Luego de una rehabilitación rápida, ya de viaje y flotando en el Mar Muerto, Agustina volvió a sentir que recuperaba sus movimientos y la consciencia sobre ellos. Le habían pronosticado un año completo para recuperar la movilidad y función de su mano. “Y como si todo se conectara, cuando regresé de mi viaje se declaró la cuarentena y, una vez más, pasé ese tiempo en la casa de mis padres hasta que pude regresar con un permiso a mi departamento en CABA. Ya recuperada, sumé truco, yoga y nuevas rutinas que me conectaban con sensaciones diferentes”.
Se le ocurrió empezar a dibujar aquellas ciudades que había visitado, para mover la mano y estimular su motricidad fina. Y no fue un año como le habían dicho los médicos, sino tres meses los que necesitó para recuperarse. El arte la sanó. “Me conecté con mi infancia, con esa Agus que estaba dormida corriendo tras la vida corporativa y el error de querer hacer feliz a todo el mundo menos a ella misma. A los dibujos siguieron cuadros botánicos, abstractos, murales y más ciudades en papel”.

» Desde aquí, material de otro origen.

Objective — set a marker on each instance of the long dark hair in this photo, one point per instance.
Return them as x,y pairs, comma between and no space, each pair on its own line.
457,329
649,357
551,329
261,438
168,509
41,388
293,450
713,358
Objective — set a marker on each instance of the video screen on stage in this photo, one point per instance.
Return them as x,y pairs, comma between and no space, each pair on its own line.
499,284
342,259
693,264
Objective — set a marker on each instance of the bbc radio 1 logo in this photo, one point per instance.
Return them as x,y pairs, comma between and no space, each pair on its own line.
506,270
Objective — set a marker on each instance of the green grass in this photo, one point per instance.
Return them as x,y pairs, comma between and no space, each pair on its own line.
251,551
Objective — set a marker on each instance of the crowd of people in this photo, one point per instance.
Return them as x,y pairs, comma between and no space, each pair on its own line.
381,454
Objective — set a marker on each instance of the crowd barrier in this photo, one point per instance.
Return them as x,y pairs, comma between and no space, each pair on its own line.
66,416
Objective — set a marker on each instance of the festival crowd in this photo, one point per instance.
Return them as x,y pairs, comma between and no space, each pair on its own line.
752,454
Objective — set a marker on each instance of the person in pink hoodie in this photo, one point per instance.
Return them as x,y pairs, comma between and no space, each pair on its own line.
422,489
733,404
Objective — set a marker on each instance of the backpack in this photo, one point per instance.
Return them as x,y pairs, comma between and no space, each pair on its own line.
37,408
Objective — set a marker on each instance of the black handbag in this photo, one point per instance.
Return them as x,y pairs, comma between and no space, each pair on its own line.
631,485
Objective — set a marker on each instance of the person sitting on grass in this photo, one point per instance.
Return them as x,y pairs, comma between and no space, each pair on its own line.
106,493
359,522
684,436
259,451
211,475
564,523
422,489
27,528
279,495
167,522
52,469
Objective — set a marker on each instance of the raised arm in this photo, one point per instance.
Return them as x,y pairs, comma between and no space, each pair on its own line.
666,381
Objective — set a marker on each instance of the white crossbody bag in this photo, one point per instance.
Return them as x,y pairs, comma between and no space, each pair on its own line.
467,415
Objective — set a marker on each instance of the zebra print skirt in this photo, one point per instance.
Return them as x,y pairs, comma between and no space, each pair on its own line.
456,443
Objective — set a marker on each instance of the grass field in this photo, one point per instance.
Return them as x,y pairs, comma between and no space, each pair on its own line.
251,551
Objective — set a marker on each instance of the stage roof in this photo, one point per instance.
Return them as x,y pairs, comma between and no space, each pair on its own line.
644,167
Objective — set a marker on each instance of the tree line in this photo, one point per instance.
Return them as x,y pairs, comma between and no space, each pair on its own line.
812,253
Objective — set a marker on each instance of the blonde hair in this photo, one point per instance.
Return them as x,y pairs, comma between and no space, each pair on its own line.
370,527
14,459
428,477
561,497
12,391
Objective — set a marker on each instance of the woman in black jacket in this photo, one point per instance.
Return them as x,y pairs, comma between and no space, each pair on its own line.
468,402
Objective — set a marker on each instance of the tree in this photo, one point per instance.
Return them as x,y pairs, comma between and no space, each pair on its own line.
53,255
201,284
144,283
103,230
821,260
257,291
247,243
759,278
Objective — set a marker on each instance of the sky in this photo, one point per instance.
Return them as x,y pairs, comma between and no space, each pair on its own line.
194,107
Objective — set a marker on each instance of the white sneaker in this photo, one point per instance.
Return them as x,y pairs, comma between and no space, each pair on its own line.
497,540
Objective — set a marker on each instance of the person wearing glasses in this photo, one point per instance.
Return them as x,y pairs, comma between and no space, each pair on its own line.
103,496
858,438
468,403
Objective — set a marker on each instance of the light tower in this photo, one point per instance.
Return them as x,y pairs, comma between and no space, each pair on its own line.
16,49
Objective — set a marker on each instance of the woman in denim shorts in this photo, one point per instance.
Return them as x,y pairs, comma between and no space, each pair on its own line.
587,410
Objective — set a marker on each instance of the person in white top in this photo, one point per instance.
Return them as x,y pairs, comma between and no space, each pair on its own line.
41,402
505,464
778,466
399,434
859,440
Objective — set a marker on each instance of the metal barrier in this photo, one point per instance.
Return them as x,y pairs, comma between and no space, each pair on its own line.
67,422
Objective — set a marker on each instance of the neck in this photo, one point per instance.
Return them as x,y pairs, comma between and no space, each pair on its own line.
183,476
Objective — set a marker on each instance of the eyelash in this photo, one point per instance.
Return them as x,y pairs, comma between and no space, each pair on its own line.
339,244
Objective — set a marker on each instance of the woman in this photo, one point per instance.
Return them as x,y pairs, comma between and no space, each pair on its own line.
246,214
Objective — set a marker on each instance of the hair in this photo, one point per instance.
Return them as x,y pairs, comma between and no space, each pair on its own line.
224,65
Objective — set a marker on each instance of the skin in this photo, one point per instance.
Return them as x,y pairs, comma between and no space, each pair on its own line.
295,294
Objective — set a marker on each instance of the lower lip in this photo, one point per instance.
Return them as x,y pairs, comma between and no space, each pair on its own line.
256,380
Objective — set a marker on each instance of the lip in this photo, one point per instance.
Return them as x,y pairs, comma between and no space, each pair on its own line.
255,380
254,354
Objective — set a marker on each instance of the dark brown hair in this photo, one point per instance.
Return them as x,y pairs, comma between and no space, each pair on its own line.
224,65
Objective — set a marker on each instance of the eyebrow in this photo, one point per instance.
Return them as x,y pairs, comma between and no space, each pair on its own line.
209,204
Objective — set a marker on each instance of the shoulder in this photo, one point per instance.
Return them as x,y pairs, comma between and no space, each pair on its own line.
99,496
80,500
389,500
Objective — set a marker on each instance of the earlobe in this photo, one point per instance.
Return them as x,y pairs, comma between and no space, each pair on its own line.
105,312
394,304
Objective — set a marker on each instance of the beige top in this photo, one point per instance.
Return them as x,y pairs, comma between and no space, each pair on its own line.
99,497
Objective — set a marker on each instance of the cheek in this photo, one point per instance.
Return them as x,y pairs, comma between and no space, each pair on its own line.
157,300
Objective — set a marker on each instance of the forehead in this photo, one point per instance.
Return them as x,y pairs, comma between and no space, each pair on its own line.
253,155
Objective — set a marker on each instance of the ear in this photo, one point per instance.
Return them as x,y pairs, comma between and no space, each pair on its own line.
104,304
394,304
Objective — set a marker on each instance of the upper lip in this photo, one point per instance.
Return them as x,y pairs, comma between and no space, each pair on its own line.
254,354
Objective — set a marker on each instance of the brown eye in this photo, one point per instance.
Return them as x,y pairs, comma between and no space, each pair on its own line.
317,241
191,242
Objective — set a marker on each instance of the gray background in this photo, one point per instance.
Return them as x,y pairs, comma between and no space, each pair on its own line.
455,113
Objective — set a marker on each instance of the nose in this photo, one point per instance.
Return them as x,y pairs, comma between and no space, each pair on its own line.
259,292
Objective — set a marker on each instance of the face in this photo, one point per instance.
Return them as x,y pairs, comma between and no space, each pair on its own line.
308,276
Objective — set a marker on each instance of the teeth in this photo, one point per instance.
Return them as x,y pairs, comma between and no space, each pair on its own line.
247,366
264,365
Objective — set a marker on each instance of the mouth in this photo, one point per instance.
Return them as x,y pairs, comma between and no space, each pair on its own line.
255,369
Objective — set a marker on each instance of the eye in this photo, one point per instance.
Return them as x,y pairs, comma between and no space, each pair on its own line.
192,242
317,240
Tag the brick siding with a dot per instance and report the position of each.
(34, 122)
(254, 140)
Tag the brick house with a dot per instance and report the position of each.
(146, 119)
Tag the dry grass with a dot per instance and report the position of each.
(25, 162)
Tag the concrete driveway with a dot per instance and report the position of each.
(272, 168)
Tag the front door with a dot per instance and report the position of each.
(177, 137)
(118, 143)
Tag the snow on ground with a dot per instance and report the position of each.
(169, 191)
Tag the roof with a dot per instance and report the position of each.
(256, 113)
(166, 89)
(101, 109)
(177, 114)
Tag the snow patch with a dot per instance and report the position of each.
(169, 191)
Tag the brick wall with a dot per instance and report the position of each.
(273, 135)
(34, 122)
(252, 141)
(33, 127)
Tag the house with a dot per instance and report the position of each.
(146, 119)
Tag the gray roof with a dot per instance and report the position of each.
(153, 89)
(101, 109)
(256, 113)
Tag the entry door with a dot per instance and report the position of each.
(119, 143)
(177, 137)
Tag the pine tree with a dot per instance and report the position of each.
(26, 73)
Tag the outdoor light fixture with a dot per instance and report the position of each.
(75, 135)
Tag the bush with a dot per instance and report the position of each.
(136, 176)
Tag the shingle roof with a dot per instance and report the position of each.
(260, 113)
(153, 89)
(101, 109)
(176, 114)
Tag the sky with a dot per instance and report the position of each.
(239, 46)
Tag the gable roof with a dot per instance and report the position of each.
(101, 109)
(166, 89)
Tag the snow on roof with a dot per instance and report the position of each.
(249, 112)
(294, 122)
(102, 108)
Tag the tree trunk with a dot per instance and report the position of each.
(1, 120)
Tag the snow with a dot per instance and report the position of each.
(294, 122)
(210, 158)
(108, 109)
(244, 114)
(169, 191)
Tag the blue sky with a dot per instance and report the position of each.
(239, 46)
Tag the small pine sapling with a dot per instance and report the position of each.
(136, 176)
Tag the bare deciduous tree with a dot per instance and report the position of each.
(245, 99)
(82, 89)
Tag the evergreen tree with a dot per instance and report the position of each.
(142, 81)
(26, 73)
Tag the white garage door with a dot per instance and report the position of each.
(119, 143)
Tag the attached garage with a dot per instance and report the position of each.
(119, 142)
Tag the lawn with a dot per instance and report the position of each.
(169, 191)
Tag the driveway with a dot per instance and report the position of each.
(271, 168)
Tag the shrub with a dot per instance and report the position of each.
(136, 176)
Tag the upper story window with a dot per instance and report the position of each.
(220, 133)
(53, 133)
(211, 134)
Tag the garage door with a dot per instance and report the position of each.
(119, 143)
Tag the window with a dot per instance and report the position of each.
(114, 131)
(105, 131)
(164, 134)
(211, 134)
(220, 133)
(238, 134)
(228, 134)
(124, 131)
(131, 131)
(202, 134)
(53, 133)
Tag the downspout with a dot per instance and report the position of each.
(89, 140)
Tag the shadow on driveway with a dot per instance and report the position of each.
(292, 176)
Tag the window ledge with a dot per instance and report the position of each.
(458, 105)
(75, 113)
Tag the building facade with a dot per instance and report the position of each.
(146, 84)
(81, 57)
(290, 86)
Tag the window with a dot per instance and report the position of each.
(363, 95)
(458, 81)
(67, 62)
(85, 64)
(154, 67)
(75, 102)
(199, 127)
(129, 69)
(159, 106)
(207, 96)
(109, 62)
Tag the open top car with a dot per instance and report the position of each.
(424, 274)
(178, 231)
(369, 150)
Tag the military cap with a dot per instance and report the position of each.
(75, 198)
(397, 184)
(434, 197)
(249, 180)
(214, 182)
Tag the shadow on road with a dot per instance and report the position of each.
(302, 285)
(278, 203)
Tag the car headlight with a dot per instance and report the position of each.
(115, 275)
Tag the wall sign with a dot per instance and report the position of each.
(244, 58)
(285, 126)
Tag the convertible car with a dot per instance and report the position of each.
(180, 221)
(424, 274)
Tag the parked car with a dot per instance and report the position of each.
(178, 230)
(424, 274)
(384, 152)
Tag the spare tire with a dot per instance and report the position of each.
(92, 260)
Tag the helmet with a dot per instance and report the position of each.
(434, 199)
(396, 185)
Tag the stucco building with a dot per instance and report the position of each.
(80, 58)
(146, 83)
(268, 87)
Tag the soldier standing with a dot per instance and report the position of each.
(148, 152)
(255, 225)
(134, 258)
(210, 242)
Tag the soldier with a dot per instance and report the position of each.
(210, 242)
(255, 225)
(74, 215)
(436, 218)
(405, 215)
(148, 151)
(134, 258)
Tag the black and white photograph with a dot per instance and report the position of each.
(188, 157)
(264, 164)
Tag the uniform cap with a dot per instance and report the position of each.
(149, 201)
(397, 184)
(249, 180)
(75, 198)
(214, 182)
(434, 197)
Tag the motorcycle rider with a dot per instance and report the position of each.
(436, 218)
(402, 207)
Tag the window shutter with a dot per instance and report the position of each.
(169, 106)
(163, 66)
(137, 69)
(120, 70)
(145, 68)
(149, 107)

Así nació su emprendimiento Ciudades a tinta, que la conectó con todas sus pasiones: arte, viajes, arquitectura. Pero sobre todo la volvió a conectar con ella misma. Cada pincelada, trazo, pausa, respiración u sonido hoy le recuerdan que ahí está y que esa es su esencia, lo que ama desde chiquita y sigue en su interior, inalterable al paso del tiempo.
“Si bien hay muchas cosas que son parte de nuestra esencia y no podemos cambiar -en mi caso la energía y pasión que le pongo a cada cosa que hago- tenemos que conectarnos más con nuestro cuerpo, escucharlo y comprender cuando pide que tomemos un descanso. Comprendí que la vida puede cambiarte de un momento a otro, y que eso está bueno y siempre nos enseña algo. Que superar nuestros límites es un acto de valentía y mucha voluntad. Y por último que quizás no tenga que correr para llegar a un destino -hasta desconfío de que haya uno-, que vale más disfrutar del camino y todo lo que el proceso te regala: las personas que nos cruzamos y dejan huella, quienes nos aman y acompañan en cada transformación, y uno mismo conectado a su pasión, algo que te eleva de una manera única”.